Craft a Compelling Cover Letter:Your cover letter is your chance to shine! Use it to explain why you're passionate about clinical research and how you can contribute to our team. Keep it concise but impactful – we love a good story!
Showcase Your GCP Knowledge:Since Good Clinical Practice (GCP) is crucial for this role, make sure to mention your understanding and experience with GCP guidelines. We’re looking for candidates who can ensure compliance and maintain high standards.
Apply Through Our Website:Don’t forget to apply through our website! It’s the best way for us to receive your application and ensures you’re considered for the role. Plus, it shows you’re serious about joining our team!
How to prepare for a job interview at IQVIA
✨Know Your GCP and ICH Guidelines
Make sure you brush up on Good Clinical Practice (GCP) and International Conference on Harmonization (ICH) guidelines before your interview. Being able to discuss these in detail will show that you understand the regulatory landscape and can ensure compliance in your role.
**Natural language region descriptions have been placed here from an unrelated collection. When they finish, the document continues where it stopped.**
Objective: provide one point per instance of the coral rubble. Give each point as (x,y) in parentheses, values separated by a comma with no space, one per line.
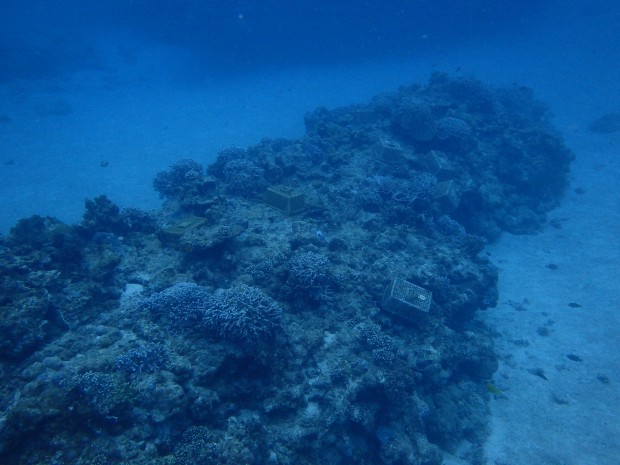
(223,329)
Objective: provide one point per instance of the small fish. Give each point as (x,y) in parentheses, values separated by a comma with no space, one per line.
(493,389)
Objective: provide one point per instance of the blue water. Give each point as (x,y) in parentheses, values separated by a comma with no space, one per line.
(125,82)
(97,97)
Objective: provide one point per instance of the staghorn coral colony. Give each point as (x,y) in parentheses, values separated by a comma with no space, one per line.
(246,321)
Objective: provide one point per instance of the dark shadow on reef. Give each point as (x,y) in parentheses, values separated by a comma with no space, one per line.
(296,302)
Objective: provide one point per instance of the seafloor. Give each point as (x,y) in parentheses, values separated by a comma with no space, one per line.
(259,316)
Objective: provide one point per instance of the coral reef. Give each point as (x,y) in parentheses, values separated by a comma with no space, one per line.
(222,329)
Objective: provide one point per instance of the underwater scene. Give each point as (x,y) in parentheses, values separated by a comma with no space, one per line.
(309,233)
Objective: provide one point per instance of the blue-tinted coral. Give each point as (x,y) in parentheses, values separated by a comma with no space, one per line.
(453,133)
(180,179)
(244,314)
(183,304)
(415,119)
(198,446)
(148,357)
(449,227)
(420,188)
(309,271)
(137,220)
(102,391)
(368,195)
(224,157)
(244,177)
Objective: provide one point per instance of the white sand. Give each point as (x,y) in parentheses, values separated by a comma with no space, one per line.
(50,162)
(572,417)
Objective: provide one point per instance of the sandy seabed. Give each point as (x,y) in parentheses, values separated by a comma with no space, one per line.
(557,323)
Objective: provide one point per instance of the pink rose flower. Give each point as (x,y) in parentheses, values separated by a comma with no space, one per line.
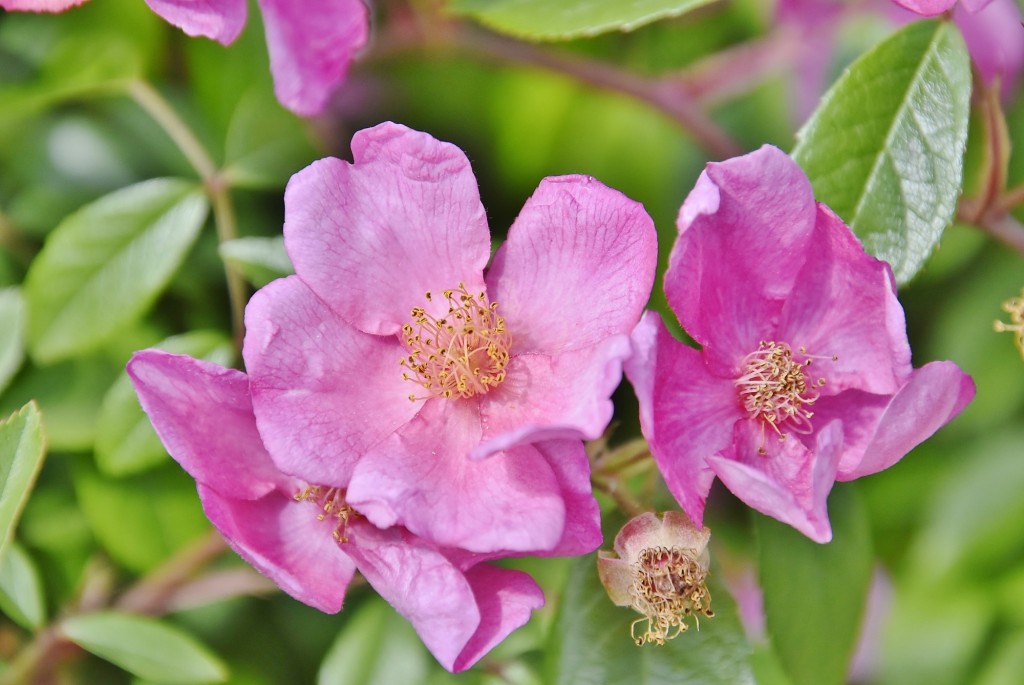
(804,375)
(311,42)
(308,540)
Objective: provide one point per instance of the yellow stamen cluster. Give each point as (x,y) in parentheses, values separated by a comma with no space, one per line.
(668,588)
(332,504)
(462,353)
(1015,307)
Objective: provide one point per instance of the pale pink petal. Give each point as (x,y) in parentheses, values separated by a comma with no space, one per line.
(285,542)
(935,393)
(374,237)
(686,413)
(311,44)
(791,482)
(323,391)
(578,266)
(743,236)
(220,19)
(421,477)
(204,417)
(844,304)
(567,395)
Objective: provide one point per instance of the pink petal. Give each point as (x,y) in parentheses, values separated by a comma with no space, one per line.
(790,483)
(844,303)
(285,542)
(374,237)
(935,393)
(567,395)
(732,265)
(323,391)
(578,266)
(311,44)
(220,19)
(421,477)
(686,414)
(204,417)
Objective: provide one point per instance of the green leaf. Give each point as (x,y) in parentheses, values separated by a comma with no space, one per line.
(259,259)
(814,594)
(591,642)
(11,334)
(145,647)
(22,452)
(105,264)
(126,442)
(20,588)
(885,148)
(544,19)
(376,647)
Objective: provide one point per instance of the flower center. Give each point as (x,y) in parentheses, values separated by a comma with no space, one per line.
(331,502)
(668,588)
(775,388)
(461,354)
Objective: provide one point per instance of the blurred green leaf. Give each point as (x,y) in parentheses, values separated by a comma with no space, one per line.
(11,334)
(260,259)
(145,647)
(376,647)
(591,642)
(543,19)
(814,594)
(20,588)
(126,442)
(885,148)
(22,452)
(104,264)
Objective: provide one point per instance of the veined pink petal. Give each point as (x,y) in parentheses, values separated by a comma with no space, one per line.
(311,44)
(566,395)
(686,413)
(324,392)
(732,265)
(844,303)
(285,542)
(420,477)
(204,417)
(220,19)
(374,237)
(578,266)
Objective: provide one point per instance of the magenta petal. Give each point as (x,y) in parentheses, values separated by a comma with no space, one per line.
(311,44)
(686,414)
(791,482)
(421,477)
(578,266)
(220,19)
(935,393)
(323,391)
(732,265)
(563,396)
(285,542)
(374,237)
(204,417)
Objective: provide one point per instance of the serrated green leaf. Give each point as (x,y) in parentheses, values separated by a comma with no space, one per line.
(543,19)
(145,647)
(126,442)
(591,643)
(259,259)
(22,452)
(885,148)
(20,588)
(104,264)
(814,595)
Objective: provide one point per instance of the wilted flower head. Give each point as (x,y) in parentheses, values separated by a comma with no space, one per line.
(659,571)
(804,375)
✨Demonstrate Your Monitoring Experience
Prepare specific examples from your past experience where you've conducted site monitoring visits, especially in Oncology studies. Highlight how you adapted recruitment plans or resolved issues at sites, as this will showcase your hands-on experience and problem-solving skills.
✨Show Your Communication Skills
Since the role involves liaising with various stakeholders, practice articulating how you establish and maintain communication with study sites. Be ready to discuss how you manage expectations and handle conflicts, as effective communication is key in this position.
✨Be Ready to Discuss Documentation Practices
Familiarise yourself with the importance of maintaining accurate documentation, such as visit reports and action plans. Be prepared to explain how you ensure that all site documents are filed correctly and adhere to GCP and local regulations, as this reflects your attention to detail and organisational skills.